Selon l’étude, la température moyenne mondiale observée en 2025 s’est établie à 1,39 °C au-dessus du niveau de référence de 1850-1900. Cette valeur est quasiment identique à celle attribuée au réchauffement d’origine humaine, ce qui suggère que les variations naturelles du climat ont eu une influence relativement limitée sur les températures mondiales au cours de l’année écoulée.
Pour les auteurs, cette évolution confirme que l’empreinte des activités humaines demeure le principal moteur du changement climatique actuel.

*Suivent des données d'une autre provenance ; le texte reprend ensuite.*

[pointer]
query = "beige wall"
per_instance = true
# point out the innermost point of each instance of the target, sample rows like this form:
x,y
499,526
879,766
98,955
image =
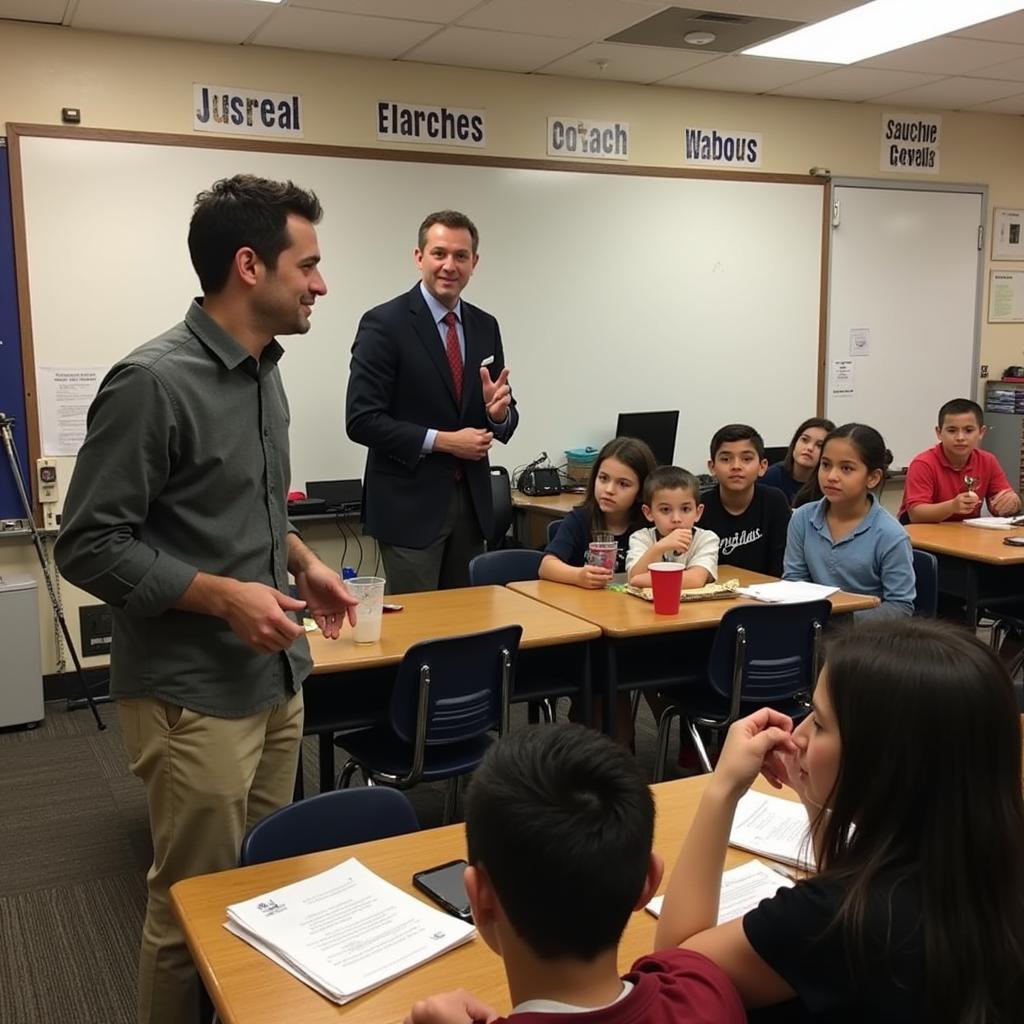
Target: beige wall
x,y
131,83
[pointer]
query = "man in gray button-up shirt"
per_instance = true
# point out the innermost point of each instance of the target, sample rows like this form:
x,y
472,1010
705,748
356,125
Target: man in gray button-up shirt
x,y
175,516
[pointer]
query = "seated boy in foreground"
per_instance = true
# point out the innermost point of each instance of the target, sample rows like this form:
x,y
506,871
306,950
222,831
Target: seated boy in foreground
x,y
559,824
672,503
950,480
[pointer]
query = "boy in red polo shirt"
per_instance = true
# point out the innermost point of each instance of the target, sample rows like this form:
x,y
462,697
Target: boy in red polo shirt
x,y
950,480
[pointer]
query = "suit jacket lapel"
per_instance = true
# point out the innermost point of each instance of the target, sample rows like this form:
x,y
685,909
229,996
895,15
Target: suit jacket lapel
x,y
471,365
426,329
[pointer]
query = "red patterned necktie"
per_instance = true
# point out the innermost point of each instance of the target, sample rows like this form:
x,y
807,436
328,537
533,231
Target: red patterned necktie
x,y
454,353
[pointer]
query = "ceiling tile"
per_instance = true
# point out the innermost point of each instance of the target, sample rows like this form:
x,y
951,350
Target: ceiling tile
x,y
626,64
1010,104
573,18
212,20
50,11
1012,71
739,74
497,50
854,84
357,35
796,10
999,30
436,11
946,55
953,93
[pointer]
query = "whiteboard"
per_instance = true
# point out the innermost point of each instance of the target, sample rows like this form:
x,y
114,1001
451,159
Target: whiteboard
x,y
614,292
903,290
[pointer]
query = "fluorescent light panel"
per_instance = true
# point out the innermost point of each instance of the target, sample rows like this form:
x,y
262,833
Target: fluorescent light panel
x,y
879,28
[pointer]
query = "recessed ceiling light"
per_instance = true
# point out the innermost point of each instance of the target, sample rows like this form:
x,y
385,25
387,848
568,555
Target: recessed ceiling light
x,y
880,27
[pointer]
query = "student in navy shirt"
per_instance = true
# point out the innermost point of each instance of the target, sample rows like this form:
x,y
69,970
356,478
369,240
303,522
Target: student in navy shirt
x,y
613,506
801,460
751,520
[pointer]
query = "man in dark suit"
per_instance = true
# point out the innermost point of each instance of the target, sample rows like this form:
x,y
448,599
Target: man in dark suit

Des émissions toujours à des niveaux records
L’étude souligne que les émissions mondiales de gaz à effet de serre ont atteint un niveau inédit en 2024, avec 56,8 milliards de tonnes d’équivalent dioxyde de carbone rejetées dans l’atmosphère.
Près des trois quarts de ces émissions proviennent encore de l’utilisation des énergies fossiles, notamment le charbon, le pétrole et le gaz naturel. Les chercheurs relèvent toutefois que la croissance des émissions n’est plus aussi rapide que durant les années 2000.

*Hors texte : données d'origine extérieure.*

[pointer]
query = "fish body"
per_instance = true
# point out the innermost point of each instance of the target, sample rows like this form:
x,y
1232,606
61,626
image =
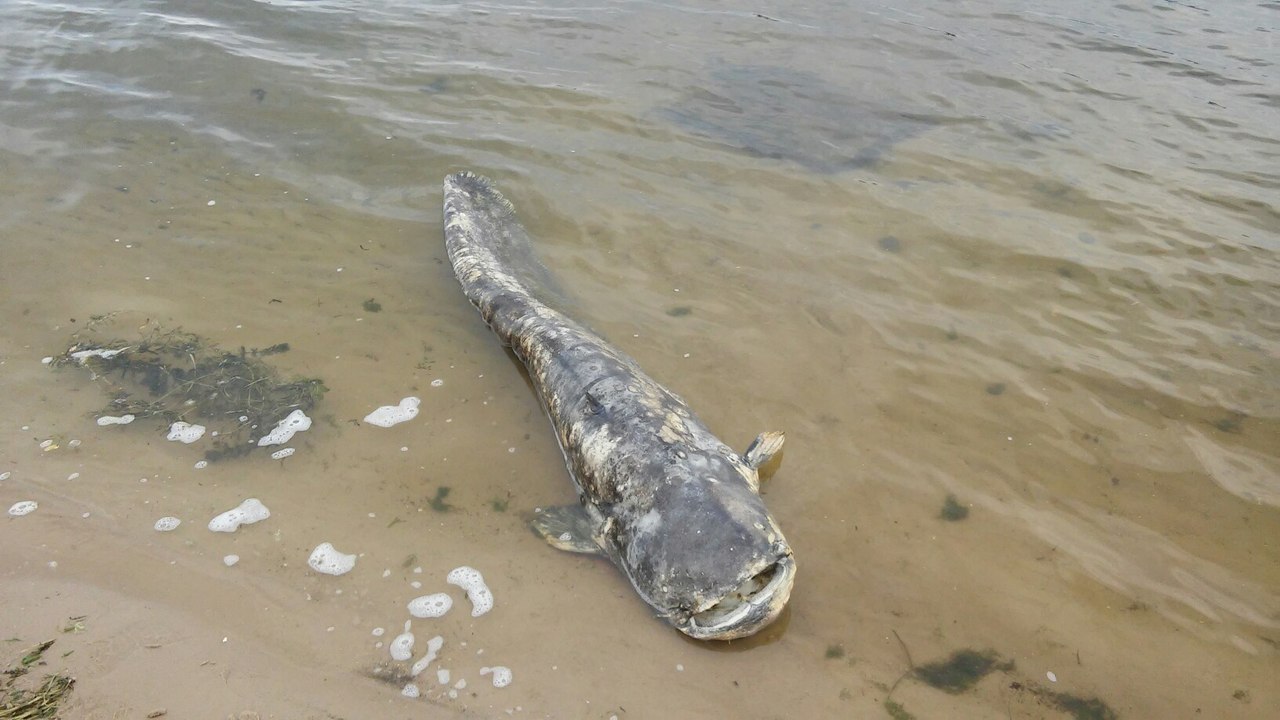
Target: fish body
x,y
659,495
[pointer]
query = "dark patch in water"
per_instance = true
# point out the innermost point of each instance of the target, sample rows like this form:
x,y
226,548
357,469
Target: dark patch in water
x,y
963,670
780,113
952,510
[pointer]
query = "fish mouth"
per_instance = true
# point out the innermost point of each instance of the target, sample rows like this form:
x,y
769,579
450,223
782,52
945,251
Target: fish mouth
x,y
749,607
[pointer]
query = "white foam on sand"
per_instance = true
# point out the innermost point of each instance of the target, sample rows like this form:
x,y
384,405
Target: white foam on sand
x,y
327,559
167,524
501,675
82,355
186,432
470,579
389,415
295,423
246,514
430,605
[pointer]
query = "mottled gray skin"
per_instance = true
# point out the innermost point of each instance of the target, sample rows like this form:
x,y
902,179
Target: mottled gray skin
x,y
670,504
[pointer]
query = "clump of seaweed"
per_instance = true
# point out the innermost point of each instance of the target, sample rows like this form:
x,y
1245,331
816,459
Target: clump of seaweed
x,y
963,670
23,703
177,376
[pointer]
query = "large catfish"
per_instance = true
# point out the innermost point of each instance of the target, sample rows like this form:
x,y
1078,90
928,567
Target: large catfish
x,y
671,505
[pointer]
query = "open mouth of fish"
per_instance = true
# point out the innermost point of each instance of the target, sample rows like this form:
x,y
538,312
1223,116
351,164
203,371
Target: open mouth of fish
x,y
748,607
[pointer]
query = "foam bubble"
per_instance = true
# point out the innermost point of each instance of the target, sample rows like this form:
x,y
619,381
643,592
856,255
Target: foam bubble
x,y
430,605
433,651
478,592
402,647
186,432
501,675
327,559
167,524
295,423
389,415
82,355
246,514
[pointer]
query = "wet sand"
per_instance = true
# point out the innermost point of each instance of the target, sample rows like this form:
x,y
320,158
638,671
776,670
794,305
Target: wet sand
x,y
1084,356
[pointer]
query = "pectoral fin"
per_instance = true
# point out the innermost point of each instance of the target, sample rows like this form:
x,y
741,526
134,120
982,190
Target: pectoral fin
x,y
763,447
566,528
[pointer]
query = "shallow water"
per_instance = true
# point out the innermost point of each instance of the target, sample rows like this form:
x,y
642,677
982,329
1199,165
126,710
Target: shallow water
x,y
1054,296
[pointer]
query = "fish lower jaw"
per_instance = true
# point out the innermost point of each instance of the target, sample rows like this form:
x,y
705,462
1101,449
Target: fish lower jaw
x,y
752,606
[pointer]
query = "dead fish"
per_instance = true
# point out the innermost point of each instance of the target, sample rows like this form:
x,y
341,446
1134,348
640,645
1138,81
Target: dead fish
x,y
671,505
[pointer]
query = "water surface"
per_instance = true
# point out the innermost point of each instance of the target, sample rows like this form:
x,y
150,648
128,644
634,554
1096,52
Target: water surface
x,y
1037,270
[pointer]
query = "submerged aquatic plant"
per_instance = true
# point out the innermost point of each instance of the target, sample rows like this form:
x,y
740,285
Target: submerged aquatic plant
x,y
21,703
177,376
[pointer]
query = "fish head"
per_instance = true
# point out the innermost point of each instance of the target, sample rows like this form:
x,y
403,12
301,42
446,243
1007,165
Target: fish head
x,y
707,554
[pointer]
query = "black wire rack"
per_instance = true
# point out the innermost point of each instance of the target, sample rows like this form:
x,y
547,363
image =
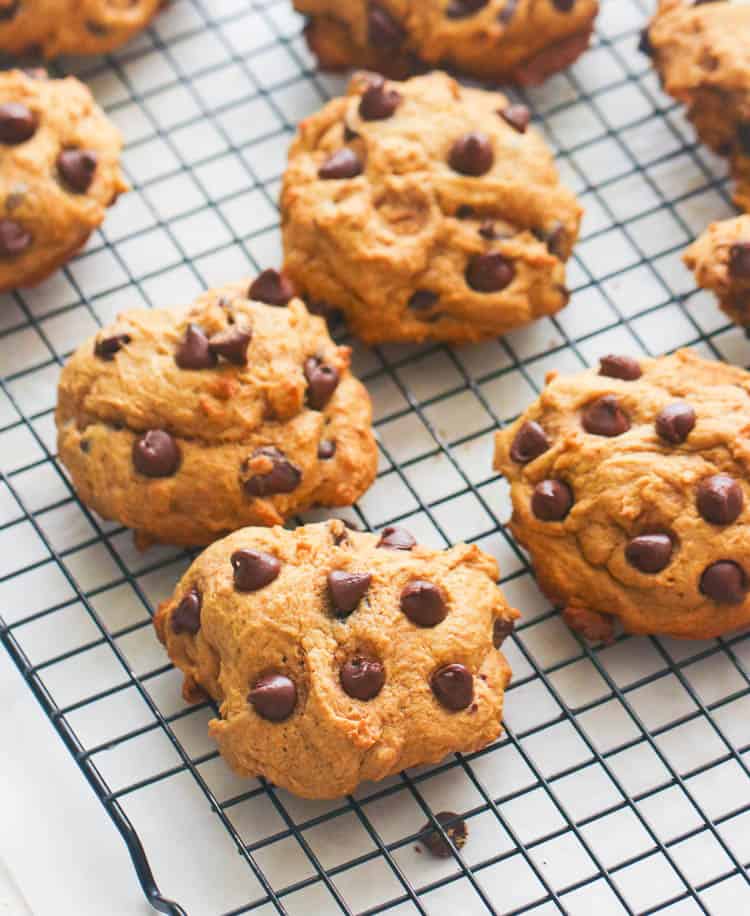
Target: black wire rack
x,y
621,784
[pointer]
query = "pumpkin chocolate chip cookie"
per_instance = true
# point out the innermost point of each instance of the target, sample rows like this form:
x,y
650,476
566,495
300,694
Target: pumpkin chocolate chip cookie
x,y
521,41
55,27
629,485
720,260
702,53
337,656
426,210
188,423
59,171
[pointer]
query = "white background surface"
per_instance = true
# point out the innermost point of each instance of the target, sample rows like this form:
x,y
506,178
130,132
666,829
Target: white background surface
x,y
629,761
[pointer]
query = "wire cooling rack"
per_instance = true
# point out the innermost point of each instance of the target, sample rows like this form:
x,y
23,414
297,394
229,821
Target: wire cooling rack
x,y
622,783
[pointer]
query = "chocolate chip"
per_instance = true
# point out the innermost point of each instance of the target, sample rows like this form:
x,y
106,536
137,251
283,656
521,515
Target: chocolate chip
x,y
518,116
739,261
501,630
422,299
322,381
605,417
194,351
557,245
622,367
17,123
675,422
9,11
423,603
362,677
254,569
284,477
453,685
186,617
394,538
472,154
231,344
649,553
459,9
529,443
551,500
107,348
156,454
378,102
326,449
725,582
719,499
342,164
14,239
271,287
490,272
77,168
455,829
273,697
383,30
347,590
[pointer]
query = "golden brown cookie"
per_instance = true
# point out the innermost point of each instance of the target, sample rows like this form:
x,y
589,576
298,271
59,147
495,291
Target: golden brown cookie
x,y
59,171
720,260
521,41
337,656
702,53
54,27
631,490
188,423
425,210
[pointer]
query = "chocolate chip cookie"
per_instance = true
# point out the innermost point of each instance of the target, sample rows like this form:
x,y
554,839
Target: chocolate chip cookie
x,y
720,259
188,423
53,27
426,210
702,53
59,171
628,485
337,656
521,41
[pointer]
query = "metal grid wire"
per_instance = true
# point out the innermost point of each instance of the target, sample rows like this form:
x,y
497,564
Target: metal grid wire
x,y
621,784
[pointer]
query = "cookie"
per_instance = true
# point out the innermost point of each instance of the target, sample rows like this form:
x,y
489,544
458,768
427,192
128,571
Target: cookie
x,y
630,486
702,54
59,171
521,41
49,28
426,210
337,656
188,423
720,259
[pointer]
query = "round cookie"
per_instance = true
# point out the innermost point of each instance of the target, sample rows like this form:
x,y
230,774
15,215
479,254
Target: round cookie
x,y
630,487
702,54
59,171
53,27
426,210
521,41
720,260
188,423
337,656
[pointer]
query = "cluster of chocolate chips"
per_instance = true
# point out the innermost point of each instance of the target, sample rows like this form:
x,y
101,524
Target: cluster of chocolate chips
x,y
156,452
362,677
719,498
76,168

Cette stabilisation relative reste néanmoins insuffisante pour inverser la tendance. Les concentrations de gaz à effet de serre continuent d’alimenter l’accumulation de chaleur dans le système climatique terrestre, un phénomène que les scientifiques qualifient désormais de sans précédent dans les observations modernes.

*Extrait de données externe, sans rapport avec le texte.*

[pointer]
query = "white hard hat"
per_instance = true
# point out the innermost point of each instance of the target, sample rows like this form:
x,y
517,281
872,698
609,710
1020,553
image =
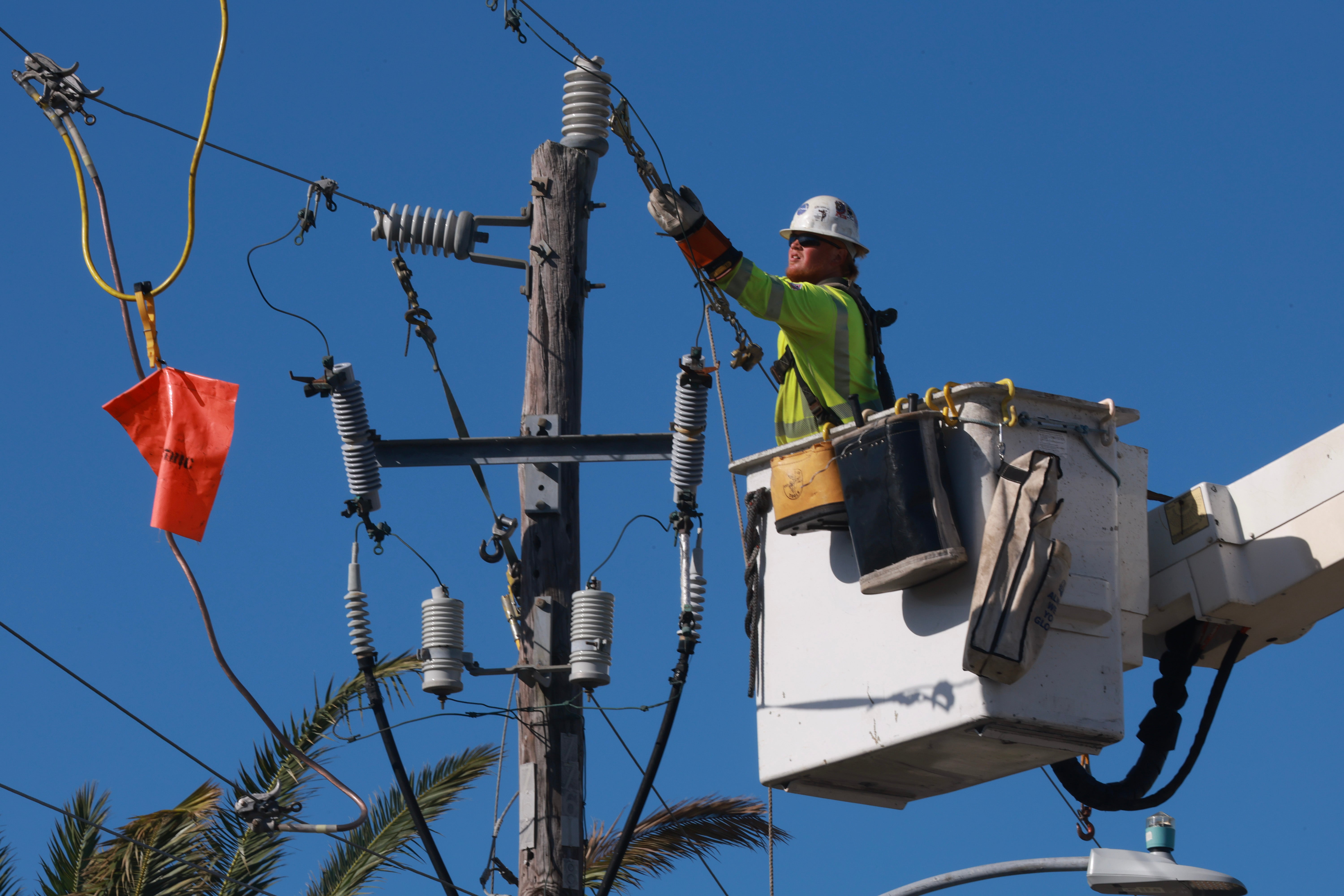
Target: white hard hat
x,y
827,217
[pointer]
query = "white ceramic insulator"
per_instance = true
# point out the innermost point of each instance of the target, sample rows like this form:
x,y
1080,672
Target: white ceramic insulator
x,y
689,435
588,107
442,644
427,232
357,448
591,637
357,613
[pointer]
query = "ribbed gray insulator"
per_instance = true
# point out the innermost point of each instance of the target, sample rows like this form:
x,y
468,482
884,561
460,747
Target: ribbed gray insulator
x,y
429,233
442,644
353,424
588,107
689,432
591,637
357,610
693,582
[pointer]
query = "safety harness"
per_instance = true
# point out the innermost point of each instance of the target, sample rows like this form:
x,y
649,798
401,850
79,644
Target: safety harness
x,y
873,324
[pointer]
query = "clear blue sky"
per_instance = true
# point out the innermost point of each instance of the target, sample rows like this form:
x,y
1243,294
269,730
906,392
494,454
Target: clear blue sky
x,y
1135,201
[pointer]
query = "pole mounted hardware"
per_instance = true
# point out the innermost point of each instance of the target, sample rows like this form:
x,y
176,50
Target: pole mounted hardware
x,y
748,354
263,812
62,90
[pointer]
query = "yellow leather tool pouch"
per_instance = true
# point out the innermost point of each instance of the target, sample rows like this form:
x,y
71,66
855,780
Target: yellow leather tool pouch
x,y
806,491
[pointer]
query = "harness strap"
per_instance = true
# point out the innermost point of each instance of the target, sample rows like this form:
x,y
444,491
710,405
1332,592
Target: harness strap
x,y
822,413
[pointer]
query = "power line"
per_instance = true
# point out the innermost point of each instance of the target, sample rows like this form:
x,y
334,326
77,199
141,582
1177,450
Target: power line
x,y
256,162
642,772
142,722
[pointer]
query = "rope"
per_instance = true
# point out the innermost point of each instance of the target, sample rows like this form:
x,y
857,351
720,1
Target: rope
x,y
759,507
771,842
724,413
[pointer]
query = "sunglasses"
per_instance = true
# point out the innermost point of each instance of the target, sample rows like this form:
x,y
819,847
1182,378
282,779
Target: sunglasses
x,y
811,242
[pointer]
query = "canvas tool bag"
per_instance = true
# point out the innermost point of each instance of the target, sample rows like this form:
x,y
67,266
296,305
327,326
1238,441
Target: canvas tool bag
x,y
896,492
806,489
1022,573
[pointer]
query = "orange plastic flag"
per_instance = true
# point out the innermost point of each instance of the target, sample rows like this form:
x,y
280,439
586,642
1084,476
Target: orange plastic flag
x,y
183,425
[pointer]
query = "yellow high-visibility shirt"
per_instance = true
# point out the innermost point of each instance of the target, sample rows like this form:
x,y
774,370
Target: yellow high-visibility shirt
x,y
825,328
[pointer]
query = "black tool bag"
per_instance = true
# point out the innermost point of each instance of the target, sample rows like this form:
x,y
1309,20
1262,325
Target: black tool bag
x,y
1022,574
896,493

Une élévation accélérée du niveau des mers
L’un des effets les plus visibles de ce déséquilibre énergétique concerne les océans. Le réchauffement des eaux et la fonte des glaciers continentaux continuent d’alimenter la hausse du niveau marin à l’échelle mondiale.
Selon l’étude, le niveau moyen des mers a atteint en 2025 un record historique, avec une élévation de 23 centimètres par rapport à 1901. Sur la période 2006-2025, le rythme moyen de cette hausse s’est établi à 3,7 millimètres par an.
Les chercheurs mettent en garde contre les conséquences de cette évolution pour les zones côtières, particulièrement exposées à l’érosion, aux inondations et à l’intrusion d’eau salée dans les terres agricoles et les nappes phréatiques.
Les vagues de chaleur marines sous surveillance
Pour la première fois, l’étude intègre un indicateur consacré aux vagues de chaleur marines. Les résultats montrent une progression spectaculaire de ce phénomène au cours des dernières décennies.
Le nombre de jours de vagues de chaleur en mer a été multiplié par 3,3 entre 1991 et 2025. À elle seule, l’année 2025 a enregistré 65 jours de vagues de chaleur marines à l’échelle mondiale.
Les scientifiques soulignent que ces épisodes affectent profondément les écosystèmes marins, la biodiversité, les ressources halieutiques et les équilibres océaniques.
Face à ces constats, les auteurs appellent à accélérer fortement les efforts de décarbonisation au cours des prochaines années. Selon eux, la décennie actuelle sera déterminante pour limiter l’ampleur du réchauffement futur et réduire les risques croissants qu’il fait peser sur la santé, la sécurité alimentaire, les économies et les écosystèmes de la planète.